O tua figlia per esempio.

Ed eccola lì, davanti alla stazione con il suo impermeabile color crema con i bottoni grandi. Il cappello non ce l’ha e il vento sta pensando bene di scuotere la sua chioma. Non è freddo. Nelle città di mare l’autunno è mite e il sole scherza con la pelle solleticandola. La brezza porta i rumori e le voci. “Quanta gente”. Non è facile, no. L’attesa rende tutto dilatato e complesso. Ha una borsa in mano, grande, di cuoio. La tiene stretta incrociando le mani sui manici. Le sue mani. Così piccole e chiare, così dinoccolate e stanche. Cuce. Lei cuce soprattutto la sera. Quando la notte incalza e il cuore batte forte nel petto. Sembra che la stanza diventi piccola piccola. E lei accende le luci. Respira. Va davanti allo specchio. Indossa le ciabatte con il coniglio. Bianche. Tocca alcuni oggetti, si bagna il viso. Torna alla realtà. E cuce. Guardandosi allo specchio e provando a ricordarsi che cosa ha lasciato di incompiuto. A volte la notte si riaddormentava così. Con in mano un pezzo di stoffa e la sua gatta Molly stiracchiata sulle gonne a sbuffo.

Ed eccola li, quella strana piccola donna. Con l’aria malinconica e le mani dinoccolate. Un buon odore e una sciarpa marrone. Con una minuscola casa a piano terra a cui aveva dato un nome. Con i quadri appoggiati alle pareti frantumate da tutti i suoi sogni. A dirimere la solitudine di un’eta adulta precoce.

Mentre mette piede nella stazione pensa a quanto la vita sia una concatenazione di eventi non prevedibile. E tutte quelle voci e quelle strade che si incontrano. I binari, quelli reali e quelli della vita, che ognuno ha il proprio che corre lungo un filo sottile e si scambia e si interseca senza mai appartenere a nessun altro.

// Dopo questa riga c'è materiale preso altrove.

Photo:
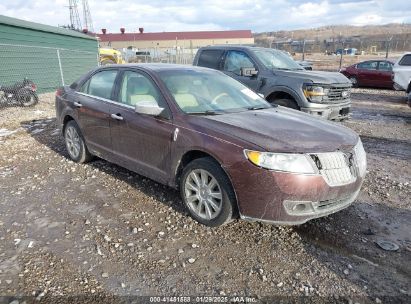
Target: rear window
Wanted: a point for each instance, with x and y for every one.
(368, 65)
(210, 58)
(406, 60)
(100, 84)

Si mette seduta. La panchina è in cemento. Fredda. Le gambe diventano due mattoni. Fischiano i treni. Le ricordano suo fratello. Che fischiava quando andava in bicicletta insieme a lei, a scuola. Così lontano ora. Ad appartenere ad un altro paese. A combattere per la pace. Cercare la pace facendo la guerra, ma senza farla. Ecco.

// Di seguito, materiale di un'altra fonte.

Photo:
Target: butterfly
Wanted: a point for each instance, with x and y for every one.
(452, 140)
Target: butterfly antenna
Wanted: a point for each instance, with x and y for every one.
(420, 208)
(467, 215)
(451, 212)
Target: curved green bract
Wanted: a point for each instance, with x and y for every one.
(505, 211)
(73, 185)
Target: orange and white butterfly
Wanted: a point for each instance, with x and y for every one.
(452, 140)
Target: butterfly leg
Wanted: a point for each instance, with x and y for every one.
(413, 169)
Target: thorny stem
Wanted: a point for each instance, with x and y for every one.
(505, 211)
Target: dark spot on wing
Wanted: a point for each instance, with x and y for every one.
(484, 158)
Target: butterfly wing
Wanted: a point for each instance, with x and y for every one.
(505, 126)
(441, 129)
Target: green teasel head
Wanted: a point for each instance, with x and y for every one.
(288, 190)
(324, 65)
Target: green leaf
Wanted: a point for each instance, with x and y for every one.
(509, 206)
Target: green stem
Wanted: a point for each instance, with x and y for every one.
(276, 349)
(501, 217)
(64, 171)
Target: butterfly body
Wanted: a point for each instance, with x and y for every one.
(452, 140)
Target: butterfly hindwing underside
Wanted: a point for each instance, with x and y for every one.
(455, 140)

“Sta salendo la nebbia”. I pensieri si offuscano mentre un rumore simile a un cigolare risuona nell’aria densa. Un piccolo carrello con sopra delle bevande e degli snack che sembra muoversi da solo. Un piccolo uomo lo spinge, alto poco più di un bambino.

“Come l’uomo delle pizzette al mare!” Ci andava sempre al mare. Con Teresa. Teresa era una sirena con gli occhi azzurri e i capelli neri come la notte. Era l’azione prima di ogni suo pensiero, colei che sapeva senza dire. Inforcavano le biciclette e arrivavano al lido all’ ombrellone, dalle loro mamme, che erano già li dal mattino. O da tempo immemore. Come cristallizzate sotto a quel sole cocente. Lei e Teresa ridevano sempre. In mezzo alle onde, sopra al lettino, dietro agli scogli. Dietro agli scogli. Lei e Teresa facevano lunghe bracciate e si nascondevano proprio li. Dicevano di aver lasciato un pezzettino del loro cuore e che lo dovevano andare a ripescare dentro ad una conchiglia. Dietro agli scogli. Lei e Teresa si baciavano e scoprivano l’amore. Poi tornavano a riva da quelle mamme bruciate dal sole.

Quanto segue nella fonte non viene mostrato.